I think there's a line in "About Last Night" when Jim Belushi tells Rob Lowe or Elizabeth Perkins tells Demi Moore that you're allowed to go gaga over a new flame for three weeks. Then the friends have every right to reel you back in. (Side note: It's a decent movie, based on a screenplay by David Mamet. But then I'm a sucker for Sheena Easton songs so DVD renters be warned.)
Trouble is three weeks can become three months, then three years, then seven. I swore I wouldn't be one of those people, but I didn't relate to my ex's friends and he didn't relate to mine. And neither set of friends related to or endorsed the fact we'd left the single life. I'd suggest brunch, they'd suggest bars. I'd plan a dinner party; they'd want to go to the Sunday night drag show. The friendships faded. After my breakup and my move to the boonies, the friendships flat-out died.

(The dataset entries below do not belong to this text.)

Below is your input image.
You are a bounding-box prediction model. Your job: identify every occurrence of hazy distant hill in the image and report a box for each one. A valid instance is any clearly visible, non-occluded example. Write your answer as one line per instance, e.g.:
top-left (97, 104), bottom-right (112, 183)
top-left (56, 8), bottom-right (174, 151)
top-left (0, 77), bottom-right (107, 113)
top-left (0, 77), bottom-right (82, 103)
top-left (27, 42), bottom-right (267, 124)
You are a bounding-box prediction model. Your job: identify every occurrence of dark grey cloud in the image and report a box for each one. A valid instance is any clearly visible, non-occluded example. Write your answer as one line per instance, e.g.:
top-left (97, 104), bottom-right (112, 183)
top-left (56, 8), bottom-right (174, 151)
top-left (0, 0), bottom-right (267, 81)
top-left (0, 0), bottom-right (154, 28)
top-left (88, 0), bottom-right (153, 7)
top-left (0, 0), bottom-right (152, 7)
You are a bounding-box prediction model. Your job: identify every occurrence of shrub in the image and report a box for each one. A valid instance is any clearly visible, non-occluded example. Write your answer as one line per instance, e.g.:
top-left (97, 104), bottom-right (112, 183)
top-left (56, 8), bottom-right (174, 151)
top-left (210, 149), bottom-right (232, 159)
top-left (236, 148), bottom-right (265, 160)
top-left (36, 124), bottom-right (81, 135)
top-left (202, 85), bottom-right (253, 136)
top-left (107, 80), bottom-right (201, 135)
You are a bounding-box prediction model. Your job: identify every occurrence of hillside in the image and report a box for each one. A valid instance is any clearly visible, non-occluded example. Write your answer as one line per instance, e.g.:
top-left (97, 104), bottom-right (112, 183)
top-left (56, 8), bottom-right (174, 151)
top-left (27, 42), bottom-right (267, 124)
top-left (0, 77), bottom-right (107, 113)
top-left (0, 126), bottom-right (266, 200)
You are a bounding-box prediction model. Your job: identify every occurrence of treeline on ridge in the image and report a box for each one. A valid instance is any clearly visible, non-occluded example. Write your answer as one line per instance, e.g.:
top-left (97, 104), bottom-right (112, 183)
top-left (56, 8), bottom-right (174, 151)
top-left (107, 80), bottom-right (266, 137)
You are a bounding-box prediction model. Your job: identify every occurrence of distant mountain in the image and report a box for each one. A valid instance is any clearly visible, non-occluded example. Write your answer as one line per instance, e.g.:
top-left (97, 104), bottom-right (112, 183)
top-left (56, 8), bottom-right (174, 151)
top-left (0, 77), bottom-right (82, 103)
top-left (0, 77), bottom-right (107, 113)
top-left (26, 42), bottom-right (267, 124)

In most cases, I realize there is no point in exhuming the dearly departed. However, there are a few that I would like to think can be miraculously revived. Last night, I went for coffee with Danny, someone whom I've run into a few times over the years but haven't seen regularly for more than a decade. We met at Delany's on Denman, our usual haunt—at least "usual" back in 1999 when Jennifer Lopez, Britney Spears and Christina Aguilera released debut albums, when a child actor was telling Bruce Willis he saw dead people and when we were saying what should have been our final goodbyes to "Melrose Place".
I used to take the seabus over to Danny's place in North Van every Monday night to catch Doug Savant and Marcia Cross as "the gay one with no storyline" and "the wacko doctor" on Melrose Mondays. (Who knew they'd go on to be "the husband with no storyline" and "the wacko housewife" on "Desperate Housewives!) Danny was the ultimate extrovert, the host who would stop at nothing to make sure everyone was wholly entertained, even if that meant taking out his "tickle trunk" and donning a drag getup to perform the most polished "adlibbed" numbers choreographed to ABBA (years before the band's resurgence on Broadway and in the movies).
Beneath Danny's boisterous personality, I knew there was a reflective, generous soul. As we reunited over coffee, that's the part that shone through. The Frida/Agnetha doppelganger was now exiled to a remote Swedish island. "I'm a homebody," he said. "I am perfectly content being alone. I'll go for a beer or a coffee, but then I'm happy to head back to my quiet apartment."
I wasn't the only friend from ancient times who'd abandoned Danny. He was no longer in touch with any of the gang. When he gave up being the entertainer, everyone moved on.
I felt the guilt and the regret. I'd let a relationship get in the way. (Would I even be having coffee again with Danny if the relationship still existed?) Yet as we talked, all was forgiven. We laughed as we always had and he continued with the more serious conversations that we'd had when it was just the two of us meeting for coffee, when I used to probe persistently so Danny couldn't deflect and try to put the conversational focus on me. Yes, I always knew there was more to Danny than others cared to see.
The get together was indeed pleasant. Still, I am aware that Danny has new friends, new routines. Do I fit in? I'm not sure. Can the friendship be as strong as it was? I doubt it. But I still care. He's one of the truly good people I've met. If they can attempt to revive Melrose, maybe there's a chance to renew my friendship with Danny. And maybe the second coming will be more notable than that of the TV show.